Schwerer Unfall in München-Ramersdorf: Fußgänger lebensgefährlich verletzt
Polizei ermittelt Unfallursache – Bedeutung für Fußgängersicherheit im Fokus

Am Sonntagabend ereignete sich auf der Werinherstraße in München-Ramersdorf ein folgenschwerer Verkehrsunfall: Ein 43-jähriger Fußgänger wurde von einem Pkw erfasst und schwer verletzt. Die Leitstelle erhielt um 21:57 Uhr den entsprechenden Notruf zum Unfallhergang.
Unfallhergang und Rettungseinsatz
Nach Angaben aus der Pressemitteilung wurde der Fußgänger nach dem Zusammenstoß auf einen angrenzenden Grünstreifen geschleudert. Bis zum Eintreffen der Rettungskräfte übernahm ein aufmerksamer Passant die Erstbetreuung des Verletzten.
Die medizinische Erstversorgung erfolgte durch die Besatzung eines Rettungswagens, die daraufhin einen Notarzt zur weiteren Unterstützung anforderte. Im Anschluss transportierte der Rettungsdienst den schwer Verletzten zur weiteren Behandlung in den Schockraum einer Münchner Klinik.
Ermittlungen zur Unfallursache
Die Polizei hat die Ermittlungen zur Klärung des genauen Unfallhergangs aufgenommen. Details zum Ablauf des Unfalls sind bislang nicht öffentlich bekannt. Die Analyse der Unfallursache bleibt abzuwarten.
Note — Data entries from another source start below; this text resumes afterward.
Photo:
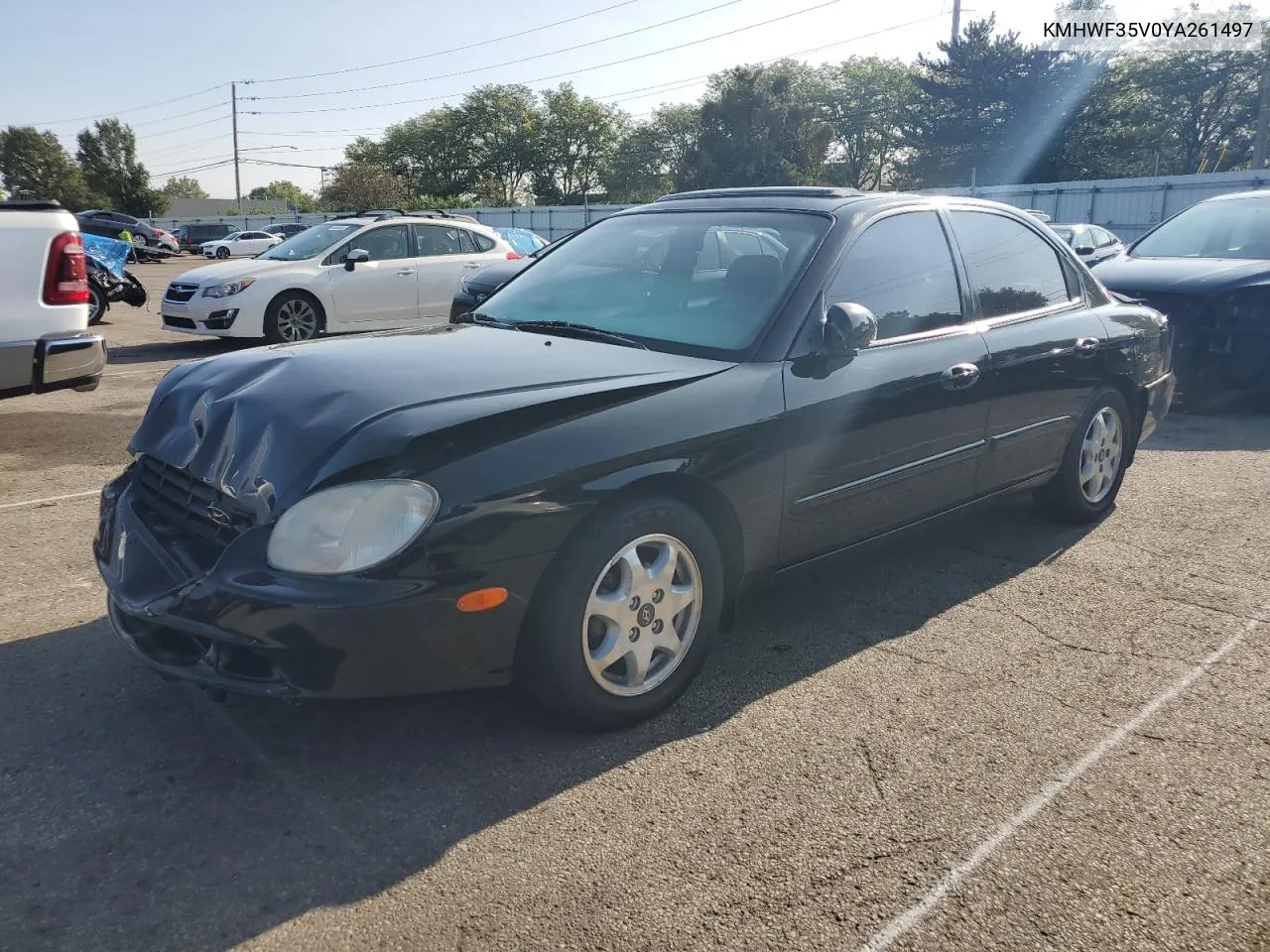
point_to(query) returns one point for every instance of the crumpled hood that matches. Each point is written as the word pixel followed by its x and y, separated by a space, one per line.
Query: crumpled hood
pixel 261 424
pixel 229 271
pixel 1182 276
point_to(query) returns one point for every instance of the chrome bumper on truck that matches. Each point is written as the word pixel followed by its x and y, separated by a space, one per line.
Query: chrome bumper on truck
pixel 53 362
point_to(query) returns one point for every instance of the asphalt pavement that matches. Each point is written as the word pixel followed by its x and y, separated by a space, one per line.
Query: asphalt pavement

Reaktionen und Bedeutung für den öffentlichen Straßenverkehr
Der Vorfall unterstreicht die Risiken, denen Fußgänger im Straßenverkehr ausgesetzt sind. Durch das schnelle Eingreifen eines Passanten und die professionelle Rettungskette konnte dem Verletzten umgehend geholfen werden. Die Ermittlungen der Polizei werden zeigen, wie es zu dem Zusammenstoß kam und ob weitere Maßnahmen zur Verkehrssicherheit erforderlich sind.
Bürgerinnen und Bürger werden gebeten, bei Unfällen überlegt zu reagieren, Erste Hilfe zu leisten und umgehend den Notruf zu wählen. Damit tragen sie entscheidend dazu bei, die Überlebenschancen von Verunglückten zu erhöhen.